Complete Genome Sequence and Annotation of Corynebacterium singulare DSM 44357, Isolated from a Human Semen Specimen

The human skin is a complex ecosystem colonized by a broad collection of microorganisms that are adapted to the specific niches they inhabit (1, 2). Systematic metagenomic analyses of the human skin microbiota have confirmed that corynebacteria compose a significant part of the normal microflora, particularly in moist areas of the human skin (3, 4). A recent search in the GenBank sequence database (5) with the BLASTn tool (6) and the 16S rRNA gene of Corynebacterium singulare DSM 44357 (7) as a query sequence revealed 99% identity to more than 170 operational taxonomic units (OTUs) from metagenomic studies of the human skin microflora (3, 4, 8). At least some of these OTUs may represent resident C. singulare strains, although this species is difficult to distinguish from Corynebacterium minutissimum when only comparing their 16S rRNA gene sequences (7, 9). Moreover, two C. singulare strains were recovered from a blood specimen and a semen specimen from two patients (7), and one C. singulare isolate was detected in a biofilm present on the outer spray plate surface of a domestic showerhead (10). To gain insights into the gene repertoire of C. singulare, we sequenced the genome of the type strain DSM 44357 (7).

C. singulare DSM 44357 (IBS B52218, CCUG 37330; CIP 105491) was obtained from the Leibniz Institute DSMZ (Braunschweig) and was grown in brain heart infusion broth-yeast extract medium at 37°C (11). Genomic DNA was purified with the Genomic-tip 500/G system and the Genomic DNA buffer set (Qiagen). The Nextera DNA sample preparation kit (Illumina) was used to generate a DNA library that was sequenced in a 2 × 300 nucleotide paired-end run using the MiSeq reagent kit version 3 (600 cycles) and the MiSeq desktop sequencer (Illumina). Whole-genome shotgun sequencing of the C. singulare DNA resulted in 2,417,003 paired reads and 584,352,026 detected bases. The assembly of the paired reads was performed with the Roche GS de novo Assembler software (release 2.8) and yielded 27 contigs in 12 scaffolds. The scaffolds were ordered by synteny analysis with the r2cat tool (12). The remaining gaps in the genome sequence were closed by PCR assays with the Phusion high-fidelity DNA polymerase (New England BioLabs) and by sequencing of the PCR products on an ABI 3730xl DNA analyzer (Applied Biosystems). The gap closure and finishing steps of this genome project were supported by the Consed finishing package (version 26) (13).

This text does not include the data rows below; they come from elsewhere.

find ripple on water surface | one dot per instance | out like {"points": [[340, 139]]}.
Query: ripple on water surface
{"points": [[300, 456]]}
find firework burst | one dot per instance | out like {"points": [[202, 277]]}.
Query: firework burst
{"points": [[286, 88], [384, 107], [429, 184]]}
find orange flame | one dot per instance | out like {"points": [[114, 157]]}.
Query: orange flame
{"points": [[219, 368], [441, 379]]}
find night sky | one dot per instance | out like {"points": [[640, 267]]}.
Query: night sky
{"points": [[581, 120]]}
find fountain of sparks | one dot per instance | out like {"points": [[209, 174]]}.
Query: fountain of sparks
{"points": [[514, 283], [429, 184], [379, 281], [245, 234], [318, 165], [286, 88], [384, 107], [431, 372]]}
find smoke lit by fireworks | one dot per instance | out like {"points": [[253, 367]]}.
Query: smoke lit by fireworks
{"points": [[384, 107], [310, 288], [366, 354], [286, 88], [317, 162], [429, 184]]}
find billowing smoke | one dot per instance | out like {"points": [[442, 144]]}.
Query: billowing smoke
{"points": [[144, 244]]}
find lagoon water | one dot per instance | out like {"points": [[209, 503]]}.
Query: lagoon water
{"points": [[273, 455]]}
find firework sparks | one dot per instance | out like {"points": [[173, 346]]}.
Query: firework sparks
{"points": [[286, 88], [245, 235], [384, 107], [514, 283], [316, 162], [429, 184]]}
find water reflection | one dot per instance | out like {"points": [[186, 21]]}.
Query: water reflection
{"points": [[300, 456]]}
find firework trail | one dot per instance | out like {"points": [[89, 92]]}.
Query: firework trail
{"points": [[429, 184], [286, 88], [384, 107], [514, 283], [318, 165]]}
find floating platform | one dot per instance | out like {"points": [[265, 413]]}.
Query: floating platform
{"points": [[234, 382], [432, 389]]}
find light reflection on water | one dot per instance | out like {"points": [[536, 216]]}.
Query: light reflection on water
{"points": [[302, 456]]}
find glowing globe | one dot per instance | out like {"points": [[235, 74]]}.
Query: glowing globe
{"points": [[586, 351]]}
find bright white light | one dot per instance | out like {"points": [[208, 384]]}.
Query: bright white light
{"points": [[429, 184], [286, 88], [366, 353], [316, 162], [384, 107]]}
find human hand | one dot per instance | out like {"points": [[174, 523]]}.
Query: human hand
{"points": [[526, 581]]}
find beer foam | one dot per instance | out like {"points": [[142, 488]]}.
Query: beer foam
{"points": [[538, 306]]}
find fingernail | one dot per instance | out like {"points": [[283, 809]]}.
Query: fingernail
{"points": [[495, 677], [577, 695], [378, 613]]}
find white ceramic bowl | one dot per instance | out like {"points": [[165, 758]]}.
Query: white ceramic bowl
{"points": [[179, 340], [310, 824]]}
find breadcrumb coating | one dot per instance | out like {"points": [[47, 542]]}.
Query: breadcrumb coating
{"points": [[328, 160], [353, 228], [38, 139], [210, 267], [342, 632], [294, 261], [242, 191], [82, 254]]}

The chromosome of C. singulare DSM 44357 has a size of 2,830,519 bp with a mean G+C content of 60.12%. Gene finding was performed with Prodigal (14) and the functional annotation of the detected genes was supported by IMG/ER (15), revealing 2,581 protein-coding genes, 53 tRNA genes, and four rRNA operons. Antibiotic resistances of C. singulare DSM 44357 are presumably determinated by the macrolide and lincosamide resistance gene erm(X) (16, 17), the chloramphenicol exporter gene cmx (17, 18), the aminoglycoside resistance genes aphA1-IAB and strA-strB (19, 20), and the texA-texB tandem genes (formerly named tetA-tetB), encoding a heterodimeric corynebacterial tetracycline exporter (17, 21).

The C. singulare genome project is part of the “Corynebacterium Type Strain Sequencing and Analysis Project.” It was supported by the Medical Microbiology and Genomics fund for practical training (eKVV 200937).